泉岳寺にある浅野長矩墓及び赤穂義士墓所門 写真/PhotoNetwork/イメージマート

 歴史上にはさまざまなリーダー(指導者)が登場してきました。その中には、有能なリーダーもいれば、そうではない者もいました。彼らはなぜ成功あるいは失敗したのか? また、リーダーシップの秘訣とは何か? そういったことを日本史上の人物を事例にして考えていきたいと思います

「仇討ち」を決めたが…

 元禄15年(1702)7月18日、浅野大学長広(江戸城において吉良上野介に斬り付けた浅野長矩の弟。長矩に子はなく養子になっている)は幕命により、広島藩(浅野本家)に預けられることになります。知行3千石も没収され、木挽町の屋敷も取り上げられました。赤穂藩の元家老・大石内蔵助は浅野家再興を目指していたのですが、ここにその夢は絶たれます。

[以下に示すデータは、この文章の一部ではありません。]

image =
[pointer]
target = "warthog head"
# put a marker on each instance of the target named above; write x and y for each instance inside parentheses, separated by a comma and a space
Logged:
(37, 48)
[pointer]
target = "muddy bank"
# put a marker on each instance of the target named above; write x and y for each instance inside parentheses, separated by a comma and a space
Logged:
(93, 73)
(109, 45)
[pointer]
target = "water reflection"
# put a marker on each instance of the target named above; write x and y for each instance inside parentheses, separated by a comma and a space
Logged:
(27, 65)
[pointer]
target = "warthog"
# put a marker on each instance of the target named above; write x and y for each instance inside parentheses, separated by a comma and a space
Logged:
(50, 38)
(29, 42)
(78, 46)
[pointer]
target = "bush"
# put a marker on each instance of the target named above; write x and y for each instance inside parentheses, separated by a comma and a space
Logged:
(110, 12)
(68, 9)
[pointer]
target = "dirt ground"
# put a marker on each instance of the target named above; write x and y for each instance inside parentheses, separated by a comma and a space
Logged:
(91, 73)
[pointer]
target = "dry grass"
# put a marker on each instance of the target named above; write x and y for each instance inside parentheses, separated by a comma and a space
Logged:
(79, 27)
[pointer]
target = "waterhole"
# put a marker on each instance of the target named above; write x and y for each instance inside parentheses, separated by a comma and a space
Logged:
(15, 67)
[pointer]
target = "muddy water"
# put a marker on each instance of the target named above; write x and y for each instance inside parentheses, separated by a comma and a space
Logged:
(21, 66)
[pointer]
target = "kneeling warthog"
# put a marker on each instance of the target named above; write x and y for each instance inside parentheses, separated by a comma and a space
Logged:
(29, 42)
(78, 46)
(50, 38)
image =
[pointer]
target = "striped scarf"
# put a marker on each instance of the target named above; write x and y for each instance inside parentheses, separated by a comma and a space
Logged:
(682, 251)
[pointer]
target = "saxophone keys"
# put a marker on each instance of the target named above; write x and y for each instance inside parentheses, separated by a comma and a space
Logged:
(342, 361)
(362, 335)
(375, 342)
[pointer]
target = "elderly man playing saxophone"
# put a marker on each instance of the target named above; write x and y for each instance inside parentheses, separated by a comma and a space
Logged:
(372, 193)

 それを受けて内蔵助は京都丸山で会議を開きます。いわゆる丸山会議です。参会者は内蔵助・主税親子、小野寺十内、原惣右衛門、堀部安兵衛、大高源吾ほか合わせて19名。参加者の半分がすぐにでも吉良の首を取りたいという急進派でした(その代表格として有名なのが堀部安兵衛)。会議において積極的に発言したのは急進派の連中であり、即刻、仇討ちを実行することを主張するのです。

 しかし内蔵助はじめ穏健派の者はなかなか口を開こうとはしません。当然、急進派は詰め寄ります。内蔵助は浅野家再興がならぬ時は、吉良への仇討ちを考えていました。これまでは再興の件が念頭にあったので、仇討ち実行について決断を下し、それを表明することはありませんでしたが、浅野長広が預かりの身となった今となってはその心配は無用。内蔵助はついに仇討ちを行うことを皆の前で明かしたのです。

 が、急進派のようにすぐに関東に下り、吉良を討つというような性急なことは内蔵助は言いません。その年の10月に関東に下ることにし、それまでを準備期間としたのです。焦って行動を起こして、吉良の屋敷に討ち入っても失敗する可能性が高い。そうなれば亡君の恨みを晴らすどころか、恥の上塗りになってしまう。内蔵助は慎重に事を運び、吉良を必ず討たんとしたのです。

 同志は120名ほどいましたが、丸山会議で討ち入りが決定すると脱盟する者が続出します。ここで内蔵助はいわゆる「神文(盟約の誓紙)返し」を行いました。内蔵助は貝賀弥左衛門と大高源吾を派遣。「討ち入りを取り止めることになった」と偽った上で連判状から切り取った血判を返して廻ったのです。